When should I use a 301 redirect?
Use a 301 whenever a change is permanent: migrating to a new domain, moving from HTTP to HTTPS or www to non-www, changing your URL structure, merging duplicate or outdated pages into a stronger one, or removing a page and pointing it to the closest relevant alternative. The rule of thumb is simple — if the old URL is not coming back, a 301 is the correct redirect.
Do 301 redirects hurt SEO or pass full link equity?

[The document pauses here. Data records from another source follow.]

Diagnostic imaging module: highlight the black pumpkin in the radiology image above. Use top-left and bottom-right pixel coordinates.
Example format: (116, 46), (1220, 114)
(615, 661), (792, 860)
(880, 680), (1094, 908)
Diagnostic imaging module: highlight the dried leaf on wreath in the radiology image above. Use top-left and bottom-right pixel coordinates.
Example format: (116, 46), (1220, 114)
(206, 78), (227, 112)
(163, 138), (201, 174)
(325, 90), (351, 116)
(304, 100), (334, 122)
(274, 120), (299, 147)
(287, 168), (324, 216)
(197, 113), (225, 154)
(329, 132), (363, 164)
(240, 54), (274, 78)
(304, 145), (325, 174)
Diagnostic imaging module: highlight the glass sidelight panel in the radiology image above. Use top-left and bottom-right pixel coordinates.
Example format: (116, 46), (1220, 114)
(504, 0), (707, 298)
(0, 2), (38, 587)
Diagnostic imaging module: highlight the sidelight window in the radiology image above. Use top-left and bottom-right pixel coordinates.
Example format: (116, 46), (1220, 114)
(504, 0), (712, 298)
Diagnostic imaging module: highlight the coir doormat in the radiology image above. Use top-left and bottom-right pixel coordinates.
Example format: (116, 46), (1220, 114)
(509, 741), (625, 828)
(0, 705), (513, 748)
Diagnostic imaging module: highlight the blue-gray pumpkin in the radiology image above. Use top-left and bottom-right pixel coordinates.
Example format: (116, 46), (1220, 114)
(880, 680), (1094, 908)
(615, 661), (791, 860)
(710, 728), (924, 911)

A correctly implemented 301 is the standard, search-safe way to move a URL and passes ranking signals to the destination; Google has stated that 301s do not cause a loss of signal in the way once feared. Problems arise not from the 301 itself but from misuse: long redirect chains, redirecting to irrelevant pages, redirect loops, or redirecting many pages to the homepage, which Google may treat as soft 404s.
What is a redirect chain and why is it bad?
A redirect chain is when one URL redirects to another, which then redirects again before reaching the final page (A to B to C). Chains slow users down, waste crawl budget because engines must follow each hop, and can weaken the signals passed along the way. The fix is to redirect every old URL directly to its final destination in a single hop, so A points straight to C rather than via B.